Es importante limpiar la piel de nuestro rostro con un limpiador especial para dicha zona y no con jabón corporal, ya que estos pueden ser muy agresivos con la piel de nuestro rostro dejándola reseca y en algunos casos producir acné. Debemos elegir un limpiador suave según nuestro tipo de piel y utilizarlo al menos dos veces al día, sin importar si nos maquillamos o no. 

Nunca nos iremos a dormir sin realizar esta limpieza en nuestro rostro, ya que, si lo hacemos, las impurezas que se han pegado a nuestra piel durante el día, pueden penetrar nuestros poros y producirnos manchas u espinillas, así como darle un aspecto opaco a nuestra piel. 
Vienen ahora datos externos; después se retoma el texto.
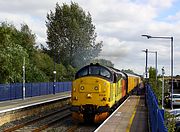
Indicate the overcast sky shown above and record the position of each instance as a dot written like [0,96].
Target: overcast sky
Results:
[119,24]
Al terminal, seca tu cara a golpecitos, de manera suave para dejar algo de humedad. 

Tonificación: 

Luego de que la piel ha sido sometida a una limpieza, por suave que haya sido, fue una limpieza, por lo cual es importante que la refresquemos y revitalicemos, un tónico facial será nuestro aliado para lograrlo, ya que, ayudará a cerrar los poros, equilibrar el PH y la preparará para un tratamiento posterior.  

Hidratación: 

Luego de que la piel está totalmente limpia y la hemos tonificado, el siguiente paso es darle a nuestra piel ese toque de hidratación que necesita, aplica una crema hidratante suavemente con la yema de tus dedos, este paso le aportará a tu piel elasticidad, luminosidad, suavidad y ayudará a retrasar las líneas de expresión o envejecimiento. Luego de este paso, ponte tu piyama y deja que el descanso haga el resto. 

Protección: 

Aunque no nos vayamos a exponer directamente o por mucho tiempo a los rayos del sol, se ha comprobado que por algún lado nos puede entrar y afectar la salud de nuestra piel, por eso usar siempre un bloqueador complementará nuestra rutina. No olvides tenerlo a mano, y ni se diga si iremos de playa o de piscina. Protege tu piel siempre de los efectos solares.   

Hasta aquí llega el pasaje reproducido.